Introduction
Ischemic preconditioning (IPC) is a well established endogenous protective mechanism in which a brief, sublethal ischemic stimulus can reduce cell injury caused by subsequent lethal ischemic injury. Although numerous signaling pathways appear to be implicated for IPC in the brain, the effective protective mediators have not been fully characterized. Some studies demonstrated that upreglulation of cyclooxgynase-2 (COX-2), prostaglandin synthase, is associated with IPC and that COX-2 derived prostaglandins (PGs) plays a role in the cardioprotective effects 1 . It is also known that prostaglandins are neuroprotective in cerebral ischemia 2 . However, the roles of COX-2 and COX-2 derived PGs during ischemic tolerance in brain remains undefined. In this study, we hypothesize that COX-2 play a key role in the protective mechanisms that ensue after IPC.
Methods and Results
To determine the roles of COX-2 during the late phase of IPC, we used two different in vitro models: organotypic hippocampal slice cultures (OHSC) and mixed cortical neuronal cultures (MCN). OHSC and MCN are prepared from neonatal rat (9–11 days old) and rat embryo (18–19 days old), respectively. We examined whether COX-2 expression is induced after IPC in MCN. First, we determined that 1 hr of IPC followed by 48 hr of reperfusion prior to 2 hr of a lethal ischemic insult (oxygen glucose deprivation-OGD) promoted significant neuroprotection in MCN (n=24, p<0.01). Next, we determined whether COX-2 was induced after IPC. MCN were preconditioned by 1 hr of OGD and then, cells were isolated at 8 hr, 15 hr and 24 hr of reperfusion.

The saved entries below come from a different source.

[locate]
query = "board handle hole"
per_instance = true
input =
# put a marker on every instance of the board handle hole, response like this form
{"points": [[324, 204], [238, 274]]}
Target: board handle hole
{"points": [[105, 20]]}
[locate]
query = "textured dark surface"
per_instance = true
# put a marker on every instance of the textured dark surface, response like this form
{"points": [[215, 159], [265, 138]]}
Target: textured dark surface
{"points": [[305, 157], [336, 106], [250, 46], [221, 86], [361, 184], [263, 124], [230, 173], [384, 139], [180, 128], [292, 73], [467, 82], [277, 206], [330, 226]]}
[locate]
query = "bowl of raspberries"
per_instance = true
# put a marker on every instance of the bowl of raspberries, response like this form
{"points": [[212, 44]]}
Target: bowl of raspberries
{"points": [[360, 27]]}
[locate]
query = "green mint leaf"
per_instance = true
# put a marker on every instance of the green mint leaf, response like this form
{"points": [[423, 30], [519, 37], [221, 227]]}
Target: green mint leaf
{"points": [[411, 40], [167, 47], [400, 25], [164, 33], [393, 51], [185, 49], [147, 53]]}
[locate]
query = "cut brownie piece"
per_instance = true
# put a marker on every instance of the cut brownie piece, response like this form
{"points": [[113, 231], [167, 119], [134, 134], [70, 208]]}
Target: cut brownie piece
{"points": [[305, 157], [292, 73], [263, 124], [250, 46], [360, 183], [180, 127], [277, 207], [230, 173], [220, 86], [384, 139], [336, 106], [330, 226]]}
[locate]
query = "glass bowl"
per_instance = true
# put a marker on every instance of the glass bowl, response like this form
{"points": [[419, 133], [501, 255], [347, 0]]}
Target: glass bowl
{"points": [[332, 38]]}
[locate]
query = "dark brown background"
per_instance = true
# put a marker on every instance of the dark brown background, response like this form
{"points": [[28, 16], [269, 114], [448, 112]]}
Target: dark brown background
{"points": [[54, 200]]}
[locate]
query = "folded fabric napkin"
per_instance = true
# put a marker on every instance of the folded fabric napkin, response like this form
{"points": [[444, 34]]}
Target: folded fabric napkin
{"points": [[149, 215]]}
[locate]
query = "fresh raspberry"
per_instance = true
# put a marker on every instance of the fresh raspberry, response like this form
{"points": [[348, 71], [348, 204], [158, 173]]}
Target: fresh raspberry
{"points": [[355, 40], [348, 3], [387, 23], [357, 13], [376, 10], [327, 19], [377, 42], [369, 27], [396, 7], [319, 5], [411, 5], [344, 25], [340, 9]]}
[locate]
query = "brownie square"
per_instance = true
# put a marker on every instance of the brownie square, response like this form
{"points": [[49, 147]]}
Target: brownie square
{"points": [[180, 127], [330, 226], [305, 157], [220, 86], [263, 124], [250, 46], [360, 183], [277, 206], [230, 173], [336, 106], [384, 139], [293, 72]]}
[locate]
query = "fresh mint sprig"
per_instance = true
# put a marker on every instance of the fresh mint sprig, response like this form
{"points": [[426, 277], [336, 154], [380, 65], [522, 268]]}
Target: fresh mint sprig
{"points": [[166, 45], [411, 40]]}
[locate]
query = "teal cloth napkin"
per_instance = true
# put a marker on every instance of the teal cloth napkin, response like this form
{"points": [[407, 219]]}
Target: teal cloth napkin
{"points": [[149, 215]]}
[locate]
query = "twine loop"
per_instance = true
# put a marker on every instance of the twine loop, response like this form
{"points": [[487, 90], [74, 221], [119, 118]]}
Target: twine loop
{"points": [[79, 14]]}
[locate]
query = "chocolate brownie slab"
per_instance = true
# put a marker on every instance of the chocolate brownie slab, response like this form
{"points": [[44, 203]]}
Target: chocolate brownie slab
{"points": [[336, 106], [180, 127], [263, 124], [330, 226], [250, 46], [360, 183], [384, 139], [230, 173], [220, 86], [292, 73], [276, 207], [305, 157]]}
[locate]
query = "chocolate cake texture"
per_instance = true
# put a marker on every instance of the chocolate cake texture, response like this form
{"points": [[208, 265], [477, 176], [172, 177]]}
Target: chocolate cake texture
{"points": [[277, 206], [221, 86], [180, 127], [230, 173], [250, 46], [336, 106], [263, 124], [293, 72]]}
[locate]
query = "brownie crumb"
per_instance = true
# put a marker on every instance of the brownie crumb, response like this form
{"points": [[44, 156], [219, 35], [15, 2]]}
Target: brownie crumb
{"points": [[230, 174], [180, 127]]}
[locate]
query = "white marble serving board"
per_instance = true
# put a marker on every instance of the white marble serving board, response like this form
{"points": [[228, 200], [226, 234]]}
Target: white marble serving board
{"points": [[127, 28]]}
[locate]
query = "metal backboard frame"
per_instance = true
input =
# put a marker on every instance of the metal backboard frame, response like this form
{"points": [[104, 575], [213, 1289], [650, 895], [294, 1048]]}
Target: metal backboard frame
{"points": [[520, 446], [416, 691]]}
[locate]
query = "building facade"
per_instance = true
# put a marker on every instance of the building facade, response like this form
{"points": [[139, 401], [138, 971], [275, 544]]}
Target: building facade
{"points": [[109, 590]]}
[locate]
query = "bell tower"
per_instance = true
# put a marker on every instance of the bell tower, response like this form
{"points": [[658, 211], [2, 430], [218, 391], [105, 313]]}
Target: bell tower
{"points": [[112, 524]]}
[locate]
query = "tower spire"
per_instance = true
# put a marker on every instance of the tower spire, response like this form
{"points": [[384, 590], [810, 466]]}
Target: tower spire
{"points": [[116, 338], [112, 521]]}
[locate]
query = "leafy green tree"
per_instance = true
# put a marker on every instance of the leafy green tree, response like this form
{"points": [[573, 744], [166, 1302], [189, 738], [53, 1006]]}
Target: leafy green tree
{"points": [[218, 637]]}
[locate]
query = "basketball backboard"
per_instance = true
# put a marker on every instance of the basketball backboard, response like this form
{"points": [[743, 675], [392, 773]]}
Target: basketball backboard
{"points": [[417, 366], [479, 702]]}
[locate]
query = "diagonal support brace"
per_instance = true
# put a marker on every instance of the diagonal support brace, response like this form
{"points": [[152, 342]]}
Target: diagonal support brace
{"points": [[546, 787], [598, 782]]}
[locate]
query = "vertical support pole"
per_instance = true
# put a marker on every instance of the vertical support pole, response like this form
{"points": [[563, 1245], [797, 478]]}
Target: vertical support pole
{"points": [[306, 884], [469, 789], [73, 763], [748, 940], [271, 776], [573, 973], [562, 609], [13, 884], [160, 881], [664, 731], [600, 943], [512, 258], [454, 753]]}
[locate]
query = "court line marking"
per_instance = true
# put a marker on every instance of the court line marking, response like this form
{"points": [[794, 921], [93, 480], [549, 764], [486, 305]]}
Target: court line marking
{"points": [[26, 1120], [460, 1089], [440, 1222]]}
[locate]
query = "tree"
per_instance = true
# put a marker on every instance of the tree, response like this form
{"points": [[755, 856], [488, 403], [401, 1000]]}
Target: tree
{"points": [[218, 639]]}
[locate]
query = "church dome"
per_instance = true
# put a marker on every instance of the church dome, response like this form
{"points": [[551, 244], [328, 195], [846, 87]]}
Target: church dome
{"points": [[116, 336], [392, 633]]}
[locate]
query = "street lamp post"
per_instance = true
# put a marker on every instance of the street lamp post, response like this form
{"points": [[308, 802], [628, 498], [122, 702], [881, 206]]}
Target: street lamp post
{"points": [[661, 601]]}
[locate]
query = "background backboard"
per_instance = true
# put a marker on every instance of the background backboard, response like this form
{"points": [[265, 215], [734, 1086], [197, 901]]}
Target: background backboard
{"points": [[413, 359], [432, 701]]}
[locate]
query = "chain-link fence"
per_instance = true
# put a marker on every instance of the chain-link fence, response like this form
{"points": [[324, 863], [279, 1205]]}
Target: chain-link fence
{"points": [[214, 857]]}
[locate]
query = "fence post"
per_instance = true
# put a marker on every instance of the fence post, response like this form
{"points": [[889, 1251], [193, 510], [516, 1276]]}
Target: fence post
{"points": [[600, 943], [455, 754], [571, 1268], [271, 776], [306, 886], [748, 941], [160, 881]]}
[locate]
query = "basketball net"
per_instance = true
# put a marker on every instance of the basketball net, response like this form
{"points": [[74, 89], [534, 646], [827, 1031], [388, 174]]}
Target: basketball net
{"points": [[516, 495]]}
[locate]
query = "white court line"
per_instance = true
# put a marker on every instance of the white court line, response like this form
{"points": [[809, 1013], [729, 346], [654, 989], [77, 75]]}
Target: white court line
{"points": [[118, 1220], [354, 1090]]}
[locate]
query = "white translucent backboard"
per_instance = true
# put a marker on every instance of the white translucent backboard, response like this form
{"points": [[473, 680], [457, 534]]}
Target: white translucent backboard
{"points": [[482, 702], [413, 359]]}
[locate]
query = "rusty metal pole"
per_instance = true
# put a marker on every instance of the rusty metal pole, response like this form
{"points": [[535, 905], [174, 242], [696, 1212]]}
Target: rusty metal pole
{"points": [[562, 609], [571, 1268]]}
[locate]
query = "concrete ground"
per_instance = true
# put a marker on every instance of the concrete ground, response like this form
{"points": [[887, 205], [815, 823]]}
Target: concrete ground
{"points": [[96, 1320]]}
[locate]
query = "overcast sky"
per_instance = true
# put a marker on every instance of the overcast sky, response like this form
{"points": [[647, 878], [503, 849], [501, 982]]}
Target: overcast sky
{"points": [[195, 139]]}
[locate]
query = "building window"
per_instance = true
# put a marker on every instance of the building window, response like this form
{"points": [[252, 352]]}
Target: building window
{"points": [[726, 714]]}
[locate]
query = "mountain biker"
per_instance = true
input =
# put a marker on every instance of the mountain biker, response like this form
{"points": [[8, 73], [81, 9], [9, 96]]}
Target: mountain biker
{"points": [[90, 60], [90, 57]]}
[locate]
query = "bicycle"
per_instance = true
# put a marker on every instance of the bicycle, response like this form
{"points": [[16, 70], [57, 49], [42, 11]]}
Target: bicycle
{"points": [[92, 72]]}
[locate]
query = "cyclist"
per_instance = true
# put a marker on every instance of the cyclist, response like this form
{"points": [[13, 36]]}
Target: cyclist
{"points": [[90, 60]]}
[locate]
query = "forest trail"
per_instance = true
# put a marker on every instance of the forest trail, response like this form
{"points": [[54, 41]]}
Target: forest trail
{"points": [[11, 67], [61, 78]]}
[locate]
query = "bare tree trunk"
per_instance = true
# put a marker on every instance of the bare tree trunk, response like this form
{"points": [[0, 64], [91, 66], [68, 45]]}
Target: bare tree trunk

We found that COX-2 was induced at 15 hr and decreased at 24 hr following IPC. Previously, we have shown that a sublethal ischemic insult of 15 min, followed by 48 hr of reperfusion prior to 40 min of lethal ischemic insult induced neuroprotection in the CA1 region of hippocampus in OHSC 3 . Based on this study, we administered NS 398 (COX-2 selective inhibitor, 10 μM and 20 μM) to OHSC for 48 hr of reperfusion after IPC. We found that inhibition of COX-2 activity (NS 398 20 μM) following IPC abolished the IPC mediated neuroprotection in CA1 region of hippocampus (n=8, p<0.05).
Conclusions
These results suggest that transient induction of COX-2 expression after IPC might activate the signal transduction pathway that leads to neuronal survival following subsequent lethal ischemic injury.
Footnotes
Acknowledgements
Grant support: Supported by PHS grants NS34773, NS045676 and NS05820.